Comme il semble que les dispositions ne lui imposent pas de tenir compte de l’avis du bâtonnier, il aurait pu tout simplement émettre une convocation à prévenu. Le juge militaire a choisi d’aller directement au mandat d’arrêt. Pour que l’opinion nationale et internationale le sache, il a téléphoné sa décision au media partenaire. Une attitude qui a produit l’effet contraire de celui recherché. Car aussitôt, les réseaux sociaux se sont emballés. Les vérifications nécessaires faites ont montré que Me Mamadou Traoré que l’on dit en fuite n’a pas quitté Ouaga. Tout l’échafaudage s’écroulait du même coup. Les services du commissaire du gouvernement contredisent l’information du journal : « ... aucun mandat contre l’ancien bâtonnier n’a été émis ». Ces mêmes services expliquent qu’ils ne voient pas comment on aurait pu émettre un mandat, sans que l’avis préalable du ministère public n’ait été requis. A la date du démenti (le 22 avril 2016) aucun avis n’avait été requis pour un mandat d’arrêt, précisent les mêmes services.
On apprendra tard dans la soirée du 22 avril 2016, que finalement une convocation à comparaitre, via le bâtonnier en exercice, a été finalement transmise à maître Traoré pour répondre devant le juge, le 24 du même mois. A la bonheur !

L’impartialité du juge
Qu’est-ce qui peut expliquer une telle attitude de la justice militaire ? Y aurait-il une volonté d’humilier ? Puisqu’en même temps que le mandat est émis, l’information était diligemment fuitée aux médias « acquis « pour exploitation et large diffusion. Si le juge n’est pas à l’origine de la fuite, qui est-ce ? N’aurait-il pas pu ouvrir une information pour situer la fuite ? Il ne s’agit pas de s’en prendre au journal, qui remplit sa mission d’informer, quoiqu’on peut trouver à redire sur l’éthique du média, mais de savoir qui au tribunal militaire porte ainsi gravement atteinte aux droits des prévenus. A chaque fois qu’un juge ne montre pas le souci de préserver la dignité des gens appelés à comparaître devant lui, il faut s’inquiéter. Même quand il s’agit d’une implication dans le putsch, du 16 septembre, rien ne donne le droit au juge et à la justice de se livrer à la chasse à courre contre les droits des prévenus. L’insurrection populaire qui instaure le règne des « insurgés-résistants » avec un ordre judiciaire à leur solde n’est pas une évolution. L’indépendance du juge ce n’est pas d’instruire selon les attentes d’un lobby. Mais dans le respect absolu et total des droits des prévenus.

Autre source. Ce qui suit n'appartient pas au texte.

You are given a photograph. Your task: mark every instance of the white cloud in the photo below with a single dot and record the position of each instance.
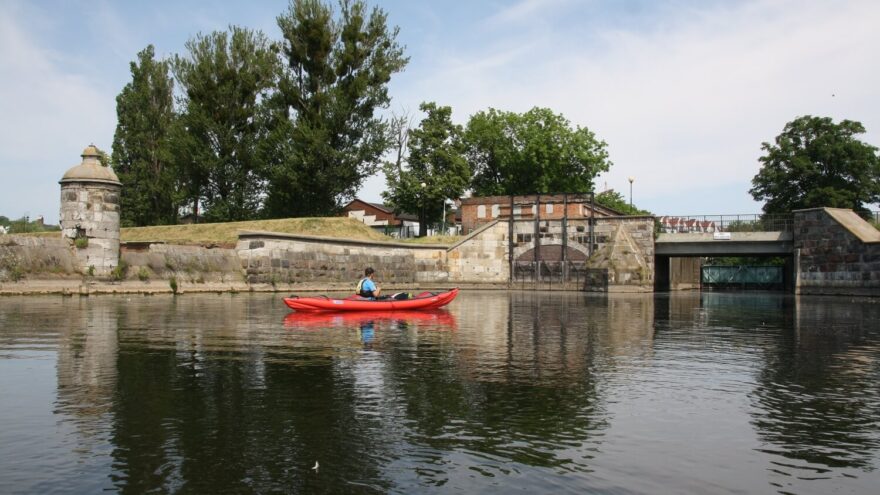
(685, 103)
(49, 116)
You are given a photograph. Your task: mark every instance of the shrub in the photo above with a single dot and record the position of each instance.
(120, 271)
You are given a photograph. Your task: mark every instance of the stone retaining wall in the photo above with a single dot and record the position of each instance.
(295, 259)
(27, 256)
(836, 253)
(187, 264)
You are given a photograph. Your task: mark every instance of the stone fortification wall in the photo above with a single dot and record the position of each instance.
(481, 257)
(25, 256)
(187, 264)
(623, 257)
(271, 261)
(293, 259)
(836, 252)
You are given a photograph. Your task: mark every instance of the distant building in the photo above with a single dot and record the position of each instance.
(479, 210)
(383, 218)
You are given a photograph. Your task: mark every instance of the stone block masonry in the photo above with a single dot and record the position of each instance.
(836, 252)
(270, 258)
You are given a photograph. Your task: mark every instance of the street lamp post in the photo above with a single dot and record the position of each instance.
(631, 179)
(423, 222)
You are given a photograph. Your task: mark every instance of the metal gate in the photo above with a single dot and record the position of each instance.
(548, 249)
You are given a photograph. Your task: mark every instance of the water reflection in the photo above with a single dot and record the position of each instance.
(530, 391)
(814, 409)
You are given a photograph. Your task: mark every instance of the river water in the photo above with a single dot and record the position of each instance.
(503, 392)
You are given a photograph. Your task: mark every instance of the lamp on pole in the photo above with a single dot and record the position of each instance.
(423, 227)
(631, 179)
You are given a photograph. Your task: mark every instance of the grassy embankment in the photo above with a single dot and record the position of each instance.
(226, 234)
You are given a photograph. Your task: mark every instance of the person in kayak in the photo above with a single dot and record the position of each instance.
(366, 287)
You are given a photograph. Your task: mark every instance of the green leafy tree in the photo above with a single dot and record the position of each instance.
(534, 152)
(327, 138)
(614, 200)
(142, 156)
(816, 163)
(227, 78)
(435, 168)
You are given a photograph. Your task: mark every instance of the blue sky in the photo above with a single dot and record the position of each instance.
(683, 92)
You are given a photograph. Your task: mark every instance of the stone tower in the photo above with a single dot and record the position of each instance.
(90, 213)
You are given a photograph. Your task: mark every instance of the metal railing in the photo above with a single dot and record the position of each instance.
(756, 222)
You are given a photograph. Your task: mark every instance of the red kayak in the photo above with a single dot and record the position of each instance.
(424, 300)
(326, 319)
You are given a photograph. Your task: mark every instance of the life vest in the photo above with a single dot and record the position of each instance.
(359, 290)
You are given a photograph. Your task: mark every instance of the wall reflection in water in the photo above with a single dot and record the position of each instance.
(534, 391)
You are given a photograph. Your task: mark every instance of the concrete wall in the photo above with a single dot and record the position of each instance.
(836, 252)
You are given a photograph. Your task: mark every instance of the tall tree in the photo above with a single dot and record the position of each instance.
(336, 76)
(227, 77)
(537, 151)
(142, 156)
(815, 163)
(435, 169)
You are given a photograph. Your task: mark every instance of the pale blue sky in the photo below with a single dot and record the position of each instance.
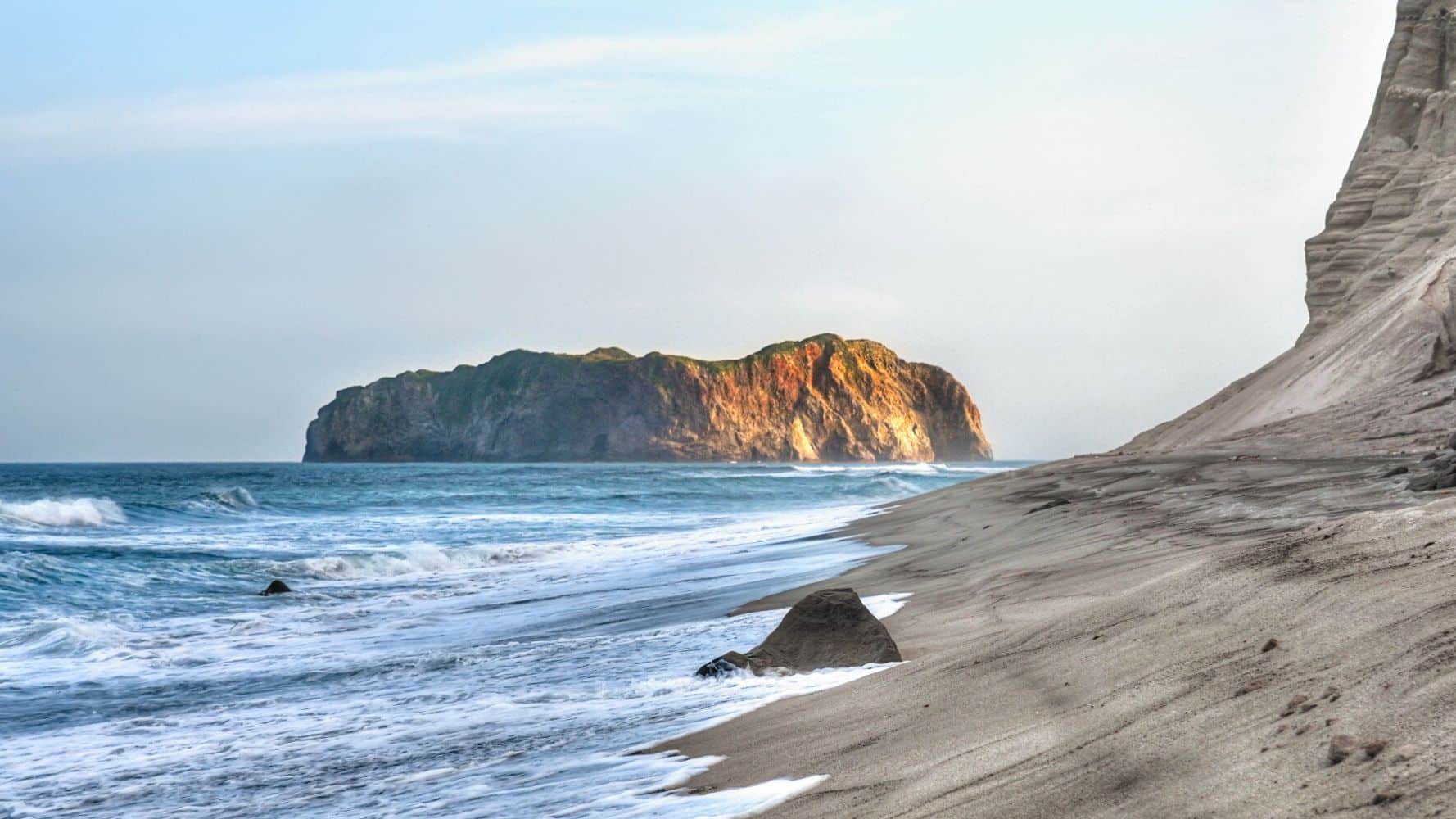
(1092, 213)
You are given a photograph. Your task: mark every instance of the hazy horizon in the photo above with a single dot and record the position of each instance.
(1092, 216)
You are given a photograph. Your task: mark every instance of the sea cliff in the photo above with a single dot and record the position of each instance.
(823, 398)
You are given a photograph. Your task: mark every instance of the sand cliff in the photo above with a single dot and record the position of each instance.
(1246, 613)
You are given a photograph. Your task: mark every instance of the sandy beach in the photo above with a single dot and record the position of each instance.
(1107, 656)
(1246, 611)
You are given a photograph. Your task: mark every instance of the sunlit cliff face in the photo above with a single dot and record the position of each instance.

Il ne s’agit aucunement de discréditer le juge militaire, mais de le prévenir des chausse-trapes dans lesquelles il se prend progressivement les pieds dans la conduite du dossier putsch, en s’imposant l’obligation d’être à la hauteur de l’hystérie des « insurgés-résistants ». On sait depuis, que certains font de cette affaire un fonds de commerce pour assouvir des desseins incompatibles avec l’intérêt général des Burkinabè. Au juste à qui s’adresse le PAN Salif Diallo quand il dit : « il y a des gens qui attendaient de remplacer les bougdandouilles des Kogl weogo par des rafales pour faire une insurrection et prendre le pouvoir ». Ce n’est évidemment pas au juge militaire que la pique est adressée, mais s’il n’y prend garde, son action pourrait produire l’effet collatéral qui fait le lit des desseins inavouables.
Il faut vraiment un retour de la sérénité dans l’instruction de ce dossier. Il faut qu’il cesse d’être un fonds de commerce pour certains dont les desseins sont incompatibles avec la paix sociale à laquelle les Burkinabè aspirent profondément.